On transaction malleability
February 28, 2014  

I’ve been ignoring Bitcoin for a while but the recent troubles of Mt. Gox intersect with two long-standing topics here: Postel bugs and self-hashing documents (previously, previously, previously, previously).

Mt. Gox is a bitcoin exchange that apparently lost $350 million in bitcoins due to a known issue with the bitcoin protocol called transaction malleability. Briefly, bitcoin transactions are identified by a cryptographic hash. Usually, cryptographic hashes can be thought of as “fingerprints” of documents, that is, they have two critical properties: (1) different documents have different hashes; and (2) different hashes come from different documents.

Due to the details of the bitcoin protocol, the hashes of bitcoin transactions fail property (2)—a bitcoin transaction can have more than one hash. Think of a bitcoin transaction id (hash) as a check number: each check that you write has a unique number, and you reconcile your checkbook by looking at the checks cashed by your bank, making sure each one matches your records. As you can imagine, you might have trouble balancing your account if a check can have multiple check numbers. In particular, if your bank never shows a withdrawal for the check number of a check that you wrote, you might assume that it got lost and write a second, replacement check. This is essentially what happened to Mt. Gox, on a massive scale.

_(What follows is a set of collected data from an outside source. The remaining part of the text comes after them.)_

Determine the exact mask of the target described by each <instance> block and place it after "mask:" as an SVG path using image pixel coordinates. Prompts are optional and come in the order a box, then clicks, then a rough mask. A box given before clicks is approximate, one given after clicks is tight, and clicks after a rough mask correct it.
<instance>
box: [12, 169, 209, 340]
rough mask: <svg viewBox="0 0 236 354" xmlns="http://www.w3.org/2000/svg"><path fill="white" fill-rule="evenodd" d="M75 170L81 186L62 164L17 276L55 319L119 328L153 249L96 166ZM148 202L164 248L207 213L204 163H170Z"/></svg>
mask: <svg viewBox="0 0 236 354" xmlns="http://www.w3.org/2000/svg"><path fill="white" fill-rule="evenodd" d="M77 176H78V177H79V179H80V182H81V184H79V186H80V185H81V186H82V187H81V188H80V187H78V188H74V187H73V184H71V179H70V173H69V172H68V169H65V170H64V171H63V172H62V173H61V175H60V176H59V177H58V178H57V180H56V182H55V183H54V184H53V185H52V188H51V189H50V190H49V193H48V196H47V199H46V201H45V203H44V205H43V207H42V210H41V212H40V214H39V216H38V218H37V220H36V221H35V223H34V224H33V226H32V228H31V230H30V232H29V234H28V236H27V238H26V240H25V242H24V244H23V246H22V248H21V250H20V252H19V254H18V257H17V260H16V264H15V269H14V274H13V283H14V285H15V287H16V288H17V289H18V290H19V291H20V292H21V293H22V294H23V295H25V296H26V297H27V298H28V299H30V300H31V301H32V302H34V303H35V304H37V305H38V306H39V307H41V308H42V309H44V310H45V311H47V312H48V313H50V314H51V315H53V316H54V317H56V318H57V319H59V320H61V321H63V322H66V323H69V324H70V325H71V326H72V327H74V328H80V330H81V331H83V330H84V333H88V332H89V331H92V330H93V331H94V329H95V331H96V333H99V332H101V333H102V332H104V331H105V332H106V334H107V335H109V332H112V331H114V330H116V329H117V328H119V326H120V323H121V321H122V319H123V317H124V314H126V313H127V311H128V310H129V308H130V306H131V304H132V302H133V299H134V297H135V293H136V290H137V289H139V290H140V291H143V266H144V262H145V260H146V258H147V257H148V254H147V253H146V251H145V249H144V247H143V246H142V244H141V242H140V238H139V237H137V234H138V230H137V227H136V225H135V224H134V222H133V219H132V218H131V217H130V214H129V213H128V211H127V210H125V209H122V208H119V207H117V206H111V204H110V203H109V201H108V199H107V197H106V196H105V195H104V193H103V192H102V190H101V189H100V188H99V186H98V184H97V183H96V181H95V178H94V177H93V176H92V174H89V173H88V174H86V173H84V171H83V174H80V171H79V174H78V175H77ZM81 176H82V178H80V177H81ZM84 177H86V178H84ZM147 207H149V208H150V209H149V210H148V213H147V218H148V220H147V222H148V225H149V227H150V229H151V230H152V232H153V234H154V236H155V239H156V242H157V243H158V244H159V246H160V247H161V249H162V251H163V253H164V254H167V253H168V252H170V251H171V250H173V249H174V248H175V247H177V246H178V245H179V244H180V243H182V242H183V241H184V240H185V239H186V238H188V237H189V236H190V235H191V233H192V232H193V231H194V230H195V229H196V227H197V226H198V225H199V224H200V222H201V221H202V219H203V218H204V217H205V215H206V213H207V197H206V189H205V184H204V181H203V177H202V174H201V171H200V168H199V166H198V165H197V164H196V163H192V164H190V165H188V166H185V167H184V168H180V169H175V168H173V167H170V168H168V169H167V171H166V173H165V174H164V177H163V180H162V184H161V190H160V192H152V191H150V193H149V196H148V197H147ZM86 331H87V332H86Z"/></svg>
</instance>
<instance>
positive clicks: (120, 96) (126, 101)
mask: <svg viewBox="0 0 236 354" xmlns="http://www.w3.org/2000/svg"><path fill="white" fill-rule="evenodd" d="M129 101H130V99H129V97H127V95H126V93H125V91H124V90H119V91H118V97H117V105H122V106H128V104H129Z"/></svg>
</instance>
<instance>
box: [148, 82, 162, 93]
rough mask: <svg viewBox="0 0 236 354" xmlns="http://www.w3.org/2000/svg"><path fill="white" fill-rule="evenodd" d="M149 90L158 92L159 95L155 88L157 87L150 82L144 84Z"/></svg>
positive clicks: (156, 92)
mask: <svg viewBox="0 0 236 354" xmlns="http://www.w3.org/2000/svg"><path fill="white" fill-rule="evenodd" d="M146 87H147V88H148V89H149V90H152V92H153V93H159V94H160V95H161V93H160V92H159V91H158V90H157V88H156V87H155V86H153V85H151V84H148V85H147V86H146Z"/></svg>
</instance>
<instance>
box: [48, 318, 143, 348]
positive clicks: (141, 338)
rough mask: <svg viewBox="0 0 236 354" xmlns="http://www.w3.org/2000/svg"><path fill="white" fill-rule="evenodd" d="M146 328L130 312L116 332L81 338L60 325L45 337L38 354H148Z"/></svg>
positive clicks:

This is all caused by transaction malleability, a technical blunder in the bitcoin protocol described here. There are two sources of malleability, first:

Signature Malleability

The first form of malleability is in the signatures themselves. Each signature has exactly one DER-encoded ASN.1 octet representation, but openssl does not enforce this, and as long as a signature isn’t horribly malformed, it will be accepted.[1] In addition for every ECDSA signature (r,s), the signature (r, -s (mod N)) is a valid signature of the same message.[2]

Efforts are underway to first make Bitcoin nodes not relay non-standard signatures, and eventually disallow them from being included in new blocks entirely.

This is what I call a Postel bug: instead of rejecting unexpected or out-of-spec inputs, implementations are lenient and try their best to complete transactions whenever possible. This is a terrible mistake when the inputs are supplied by malicious parties (see my posts linked above).


scriptSig Malleability

The signature algorithm used in Bitcoin does not sign any of the scriptSig to create the signature. While signing the whole scriptSig would be impossible - the signature would be signing itself - this does mean that additional data can be added such that it will be pushed on the stack prior to the required signatures and public keys. Similarly OP_DROP can be added to leave the stack exactly as before prior to scriptPubKey execution.

Although this is phrased as a digital signature problem, it is in fact related to the self-hashing problem, because the way that digital signatures work is that you sign the cryptographic hash of a document rather than the document itself. And the fact that you can’t have a cryptographic hash of a document containing the hash itself means that bitcoin must use a second hash for the transaction id. This leads directly to the underspecification/Postel bug described above.


Obviously I think it’s desireable to eliminate Postel bugs from all security-critical software. This can be done by eliminating ambiguities in the bitcoin “specification” (such as it is) and by implementing strict checks in bitcoin software. This is quite difficult, by the way, given the state of the art in software engineering, and given that bitcoin relies on OpenSSL and ASN.1 (see the ASN.1 comments in Peter Gutmann’s rant, or this vulnerability note from 2002, or this from 2003 to see how long this has been going on). I don’t see another way forward, however.

A solution to the self-hashing problem would also be nice.